MEA member Chad Downs almost left the field of education before he started.
During his pre-student teaching at Eastern Michigan University, Downs said he couldn’t find a school or program that fit with his beliefs about education and creativity. Then an EMU advisor intervened and introduced him to Ann Arbor Open School, and the rest is history.
“I fell in love with this place,” he said of the K-8 magnet school where he’s taught in a 3-4 multi-age classroom for 15 years.
Now Downs has been selected as one of 40 national winners of the 2018-19 Milken Educator Award, considered “the Oscars of teaching,” bestowed on early- to mid-career educators for their accomplishments and promise.
Asked about why he won, Downs speaks as much about Ann Arbor Open School (AAOS)—its progressive student-driven, child-centered philosophy—as he does about himself.
Admitted by lottery, students at the school are encouraged to embrace their interests and follow their curiosity. Social-emotional learning is woven into the culture, and learning is individualized. Students have freedom to pursue projects and research that interest them.
Student strengths are valued, he said. When his third or fourth graders reach mastery of sixth-grade vocabulary words, they join “Goof Troop”—a purposely silly name for peer helpers who work with others on spelling while completing advanced research projects of their own.
Other students become go-to experts in other subjects or skills. “When students feel like they’re playing an important role in the classroom or within the school, they feel strong—and it grows.”
Downs has played several leadership roles at the school, including co-curricular director and athletic director.

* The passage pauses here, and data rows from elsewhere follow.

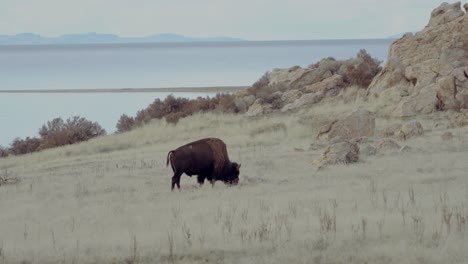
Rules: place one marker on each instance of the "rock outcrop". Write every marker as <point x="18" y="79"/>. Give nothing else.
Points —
<point x="427" y="71"/>
<point x="258" y="108"/>
<point x="341" y="152"/>
<point x="361" y="123"/>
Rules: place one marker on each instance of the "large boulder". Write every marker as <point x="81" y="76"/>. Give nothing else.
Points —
<point x="291" y="95"/>
<point x="458" y="120"/>
<point x="258" y="108"/>
<point x="341" y="152"/>
<point x="331" y="83"/>
<point x="285" y="76"/>
<point x="409" y="130"/>
<point x="427" y="71"/>
<point x="387" y="145"/>
<point x="305" y="99"/>
<point x="361" y="123"/>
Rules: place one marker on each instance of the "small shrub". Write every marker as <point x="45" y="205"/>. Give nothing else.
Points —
<point x="24" y="146"/>
<point x="76" y="129"/>
<point x="125" y="123"/>
<point x="262" y="82"/>
<point x="3" y="152"/>
<point x="360" y="70"/>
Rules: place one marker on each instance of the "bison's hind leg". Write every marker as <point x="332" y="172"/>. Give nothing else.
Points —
<point x="176" y="180"/>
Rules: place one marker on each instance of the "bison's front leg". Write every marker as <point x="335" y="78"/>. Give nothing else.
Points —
<point x="176" y="180"/>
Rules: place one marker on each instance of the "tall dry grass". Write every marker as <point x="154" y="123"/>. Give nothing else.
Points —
<point x="109" y="200"/>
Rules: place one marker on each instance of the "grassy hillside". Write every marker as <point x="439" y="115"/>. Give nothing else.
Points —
<point x="109" y="200"/>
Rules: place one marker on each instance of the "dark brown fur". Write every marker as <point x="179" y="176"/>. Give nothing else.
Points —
<point x="207" y="158"/>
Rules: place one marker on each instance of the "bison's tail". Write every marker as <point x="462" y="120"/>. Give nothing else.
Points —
<point x="168" y="158"/>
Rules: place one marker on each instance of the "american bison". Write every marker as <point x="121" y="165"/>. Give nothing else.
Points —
<point x="207" y="158"/>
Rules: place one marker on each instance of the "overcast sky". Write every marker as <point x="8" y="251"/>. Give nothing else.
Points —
<point x="249" y="19"/>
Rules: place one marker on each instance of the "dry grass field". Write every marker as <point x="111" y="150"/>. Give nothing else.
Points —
<point x="109" y="200"/>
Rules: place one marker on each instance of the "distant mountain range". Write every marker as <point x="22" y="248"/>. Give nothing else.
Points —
<point x="96" y="38"/>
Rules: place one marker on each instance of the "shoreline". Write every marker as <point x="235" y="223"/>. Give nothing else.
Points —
<point x="206" y="89"/>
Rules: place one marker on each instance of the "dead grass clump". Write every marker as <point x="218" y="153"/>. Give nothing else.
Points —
<point x="7" y="177"/>
<point x="125" y="123"/>
<point x="24" y="146"/>
<point x="3" y="152"/>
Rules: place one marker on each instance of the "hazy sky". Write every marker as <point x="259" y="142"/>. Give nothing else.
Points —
<point x="249" y="19"/>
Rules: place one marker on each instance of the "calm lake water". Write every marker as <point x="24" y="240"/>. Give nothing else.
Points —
<point x="141" y="66"/>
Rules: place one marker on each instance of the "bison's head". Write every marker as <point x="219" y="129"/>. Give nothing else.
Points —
<point x="232" y="177"/>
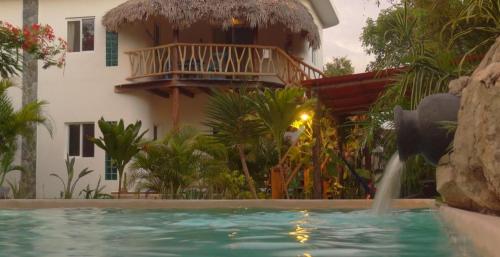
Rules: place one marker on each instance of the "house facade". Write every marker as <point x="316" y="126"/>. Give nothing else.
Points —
<point x="134" y="60"/>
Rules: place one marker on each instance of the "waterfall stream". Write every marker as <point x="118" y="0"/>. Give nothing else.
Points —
<point x="390" y="186"/>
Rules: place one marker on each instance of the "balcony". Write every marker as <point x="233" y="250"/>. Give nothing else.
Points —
<point x="218" y="62"/>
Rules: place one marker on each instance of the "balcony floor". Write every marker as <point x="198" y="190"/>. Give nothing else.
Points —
<point x="192" y="86"/>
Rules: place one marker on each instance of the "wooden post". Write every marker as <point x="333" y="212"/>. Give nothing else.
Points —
<point x="339" y="121"/>
<point x="276" y="183"/>
<point x="316" y="154"/>
<point x="175" y="108"/>
<point x="175" y="90"/>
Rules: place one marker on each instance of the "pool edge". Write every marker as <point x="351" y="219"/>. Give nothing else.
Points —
<point x="213" y="204"/>
<point x="483" y="231"/>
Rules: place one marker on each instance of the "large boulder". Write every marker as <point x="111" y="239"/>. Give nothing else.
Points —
<point x="470" y="179"/>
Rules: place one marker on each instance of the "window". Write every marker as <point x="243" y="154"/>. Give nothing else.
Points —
<point x="111" y="49"/>
<point x="79" y="144"/>
<point x="81" y="34"/>
<point x="110" y="171"/>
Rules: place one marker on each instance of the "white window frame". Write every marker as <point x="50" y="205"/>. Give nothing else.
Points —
<point x="80" y="19"/>
<point x="68" y="124"/>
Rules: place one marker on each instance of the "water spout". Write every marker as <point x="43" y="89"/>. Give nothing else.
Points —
<point x="390" y="186"/>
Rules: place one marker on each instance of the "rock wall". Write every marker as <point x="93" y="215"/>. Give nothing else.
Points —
<point x="469" y="177"/>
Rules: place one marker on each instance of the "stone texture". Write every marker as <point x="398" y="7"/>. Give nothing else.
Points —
<point x="446" y="184"/>
<point x="456" y="86"/>
<point x="30" y="94"/>
<point x="472" y="172"/>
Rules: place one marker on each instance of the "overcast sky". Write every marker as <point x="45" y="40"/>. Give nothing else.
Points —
<point x="343" y="39"/>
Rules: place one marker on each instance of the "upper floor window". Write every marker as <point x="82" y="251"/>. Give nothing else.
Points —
<point x="81" y="34"/>
<point x="79" y="135"/>
<point x="111" y="48"/>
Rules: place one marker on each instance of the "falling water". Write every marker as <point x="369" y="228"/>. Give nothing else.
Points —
<point x="390" y="186"/>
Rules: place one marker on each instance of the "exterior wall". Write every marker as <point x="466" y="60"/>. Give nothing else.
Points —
<point x="12" y="11"/>
<point x="318" y="54"/>
<point x="84" y="90"/>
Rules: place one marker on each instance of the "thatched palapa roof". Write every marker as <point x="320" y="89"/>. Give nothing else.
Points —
<point x="184" y="13"/>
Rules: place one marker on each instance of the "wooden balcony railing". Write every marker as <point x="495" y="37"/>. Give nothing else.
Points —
<point x="219" y="60"/>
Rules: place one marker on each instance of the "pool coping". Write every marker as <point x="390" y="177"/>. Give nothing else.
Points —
<point x="212" y="204"/>
<point x="482" y="231"/>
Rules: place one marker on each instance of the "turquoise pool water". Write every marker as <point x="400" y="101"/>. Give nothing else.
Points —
<point x="242" y="233"/>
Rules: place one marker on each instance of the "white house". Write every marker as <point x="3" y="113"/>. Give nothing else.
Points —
<point x="156" y="61"/>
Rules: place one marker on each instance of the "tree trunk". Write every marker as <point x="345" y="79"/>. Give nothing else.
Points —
<point x="251" y="185"/>
<point x="30" y="88"/>
<point x="120" y="184"/>
<point x="316" y="158"/>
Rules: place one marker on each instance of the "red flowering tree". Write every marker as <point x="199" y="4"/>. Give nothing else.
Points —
<point x="37" y="40"/>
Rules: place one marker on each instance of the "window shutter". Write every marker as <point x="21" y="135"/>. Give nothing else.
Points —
<point x="88" y="146"/>
<point x="74" y="140"/>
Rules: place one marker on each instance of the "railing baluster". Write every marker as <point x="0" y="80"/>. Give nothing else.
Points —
<point x="223" y="59"/>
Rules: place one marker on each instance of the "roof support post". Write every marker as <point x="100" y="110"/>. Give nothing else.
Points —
<point x="339" y="122"/>
<point x="316" y="154"/>
<point x="175" y="90"/>
<point x="175" y="108"/>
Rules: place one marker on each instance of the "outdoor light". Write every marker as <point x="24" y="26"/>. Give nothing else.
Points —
<point x="305" y="117"/>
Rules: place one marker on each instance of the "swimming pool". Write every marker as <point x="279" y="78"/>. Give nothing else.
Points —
<point x="220" y="233"/>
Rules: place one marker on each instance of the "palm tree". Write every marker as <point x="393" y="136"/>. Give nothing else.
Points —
<point x="70" y="185"/>
<point x="183" y="157"/>
<point x="6" y="166"/>
<point x="120" y="143"/>
<point x="277" y="110"/>
<point x="17" y="123"/>
<point x="229" y="116"/>
<point x="14" y="124"/>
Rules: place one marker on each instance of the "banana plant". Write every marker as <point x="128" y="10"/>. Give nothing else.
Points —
<point x="121" y="143"/>
<point x="69" y="185"/>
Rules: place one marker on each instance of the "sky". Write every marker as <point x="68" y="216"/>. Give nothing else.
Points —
<point x="343" y="39"/>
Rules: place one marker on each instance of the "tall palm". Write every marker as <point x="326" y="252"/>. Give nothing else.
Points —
<point x="120" y="143"/>
<point x="17" y="123"/>
<point x="181" y="158"/>
<point x="277" y="110"/>
<point x="14" y="124"/>
<point x="229" y="116"/>
<point x="7" y="166"/>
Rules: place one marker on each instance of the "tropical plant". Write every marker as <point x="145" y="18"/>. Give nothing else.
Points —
<point x="476" y="17"/>
<point x="70" y="185"/>
<point x="338" y="66"/>
<point x="178" y="161"/>
<point x="120" y="143"/>
<point x="229" y="116"/>
<point x="17" y="193"/>
<point x="277" y="110"/>
<point x="37" y="40"/>
<point x="17" y="123"/>
<point x="95" y="193"/>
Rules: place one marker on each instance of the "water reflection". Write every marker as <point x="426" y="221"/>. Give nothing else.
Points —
<point x="301" y="233"/>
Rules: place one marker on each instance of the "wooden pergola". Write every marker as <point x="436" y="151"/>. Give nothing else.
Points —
<point x="345" y="96"/>
<point x="351" y="94"/>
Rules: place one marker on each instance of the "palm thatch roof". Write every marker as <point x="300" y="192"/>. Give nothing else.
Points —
<point x="184" y="13"/>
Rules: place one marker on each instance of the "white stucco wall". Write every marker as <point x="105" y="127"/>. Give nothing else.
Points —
<point x="84" y="90"/>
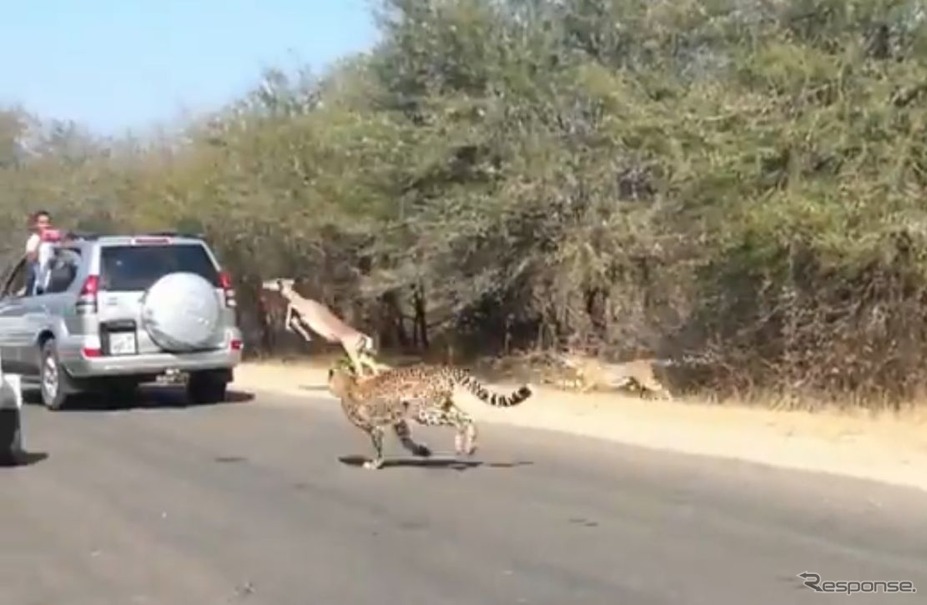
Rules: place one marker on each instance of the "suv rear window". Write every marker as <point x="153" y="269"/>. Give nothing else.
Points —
<point x="135" y="268"/>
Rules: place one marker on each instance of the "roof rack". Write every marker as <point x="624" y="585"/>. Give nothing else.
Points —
<point x="85" y="235"/>
<point x="172" y="234"/>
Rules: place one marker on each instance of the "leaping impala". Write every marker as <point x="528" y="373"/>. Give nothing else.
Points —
<point x="304" y="312"/>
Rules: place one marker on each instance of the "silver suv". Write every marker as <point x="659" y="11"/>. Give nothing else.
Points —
<point x="118" y="311"/>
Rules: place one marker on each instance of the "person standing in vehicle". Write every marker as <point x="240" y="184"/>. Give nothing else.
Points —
<point x="41" y="224"/>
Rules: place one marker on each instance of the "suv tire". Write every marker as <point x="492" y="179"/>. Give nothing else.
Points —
<point x="207" y="387"/>
<point x="55" y="385"/>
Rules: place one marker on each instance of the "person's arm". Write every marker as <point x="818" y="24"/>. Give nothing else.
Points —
<point x="32" y="247"/>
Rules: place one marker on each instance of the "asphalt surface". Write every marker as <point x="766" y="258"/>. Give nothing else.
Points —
<point x="248" y="502"/>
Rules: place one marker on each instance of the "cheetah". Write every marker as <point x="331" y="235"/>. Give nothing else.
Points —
<point x="423" y="393"/>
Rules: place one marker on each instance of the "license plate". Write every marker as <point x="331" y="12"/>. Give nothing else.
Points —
<point x="122" y="343"/>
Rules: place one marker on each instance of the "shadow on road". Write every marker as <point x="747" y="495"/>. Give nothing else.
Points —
<point x="147" y="397"/>
<point x="437" y="463"/>
<point x="23" y="459"/>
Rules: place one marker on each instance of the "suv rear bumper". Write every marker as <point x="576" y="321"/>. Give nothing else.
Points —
<point x="78" y="366"/>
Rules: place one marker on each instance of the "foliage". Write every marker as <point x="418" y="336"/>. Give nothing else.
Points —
<point x="737" y="177"/>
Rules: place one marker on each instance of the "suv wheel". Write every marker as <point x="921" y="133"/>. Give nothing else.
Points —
<point x="207" y="387"/>
<point x="56" y="386"/>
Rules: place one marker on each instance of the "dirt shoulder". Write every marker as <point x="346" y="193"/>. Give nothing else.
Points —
<point x="884" y="448"/>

He works on a committee that plans an annual professional development conference, an overnight event held offsite every March for the past 37 years.
The conference by educators for educators offers presentations by experts on topics of interest and provides opportunity for conversation about struggles and successes. Last year’s topic—youth suicide—led to the AAOS counselor position being bumped up to full-time from part-time.
In addition, from that conference the school is launching a new student program in partnership with the University of Michigan Depression Center—Peer to Peer Leaders—which will train a group of students to recognize students in need of extra help for anxiety or depression.
Downs and counselor Kelly Maveal are co-facilitators of the program which now is training seven peer leaders. “I’ve waited my whole career to get a program like this, so we can really teach those soft skills.”
The Milken Educator Award comes with a $25,000 unrestricted cash prize and the opportunity to connect with a network of other education leaders. The Milken Family Foundation encourages winners to exercise their voices in the public arena.
In addition, Downs said he looks forward to meeting his assigned Milken mentor—a previous winner who will help him learn how to use his new platform, most likely to advocate for the open school concept he loves so much and believes in so deeply.
“I can’t wait to see what other people are doing out there to make an impact for children and what else I can do to help.”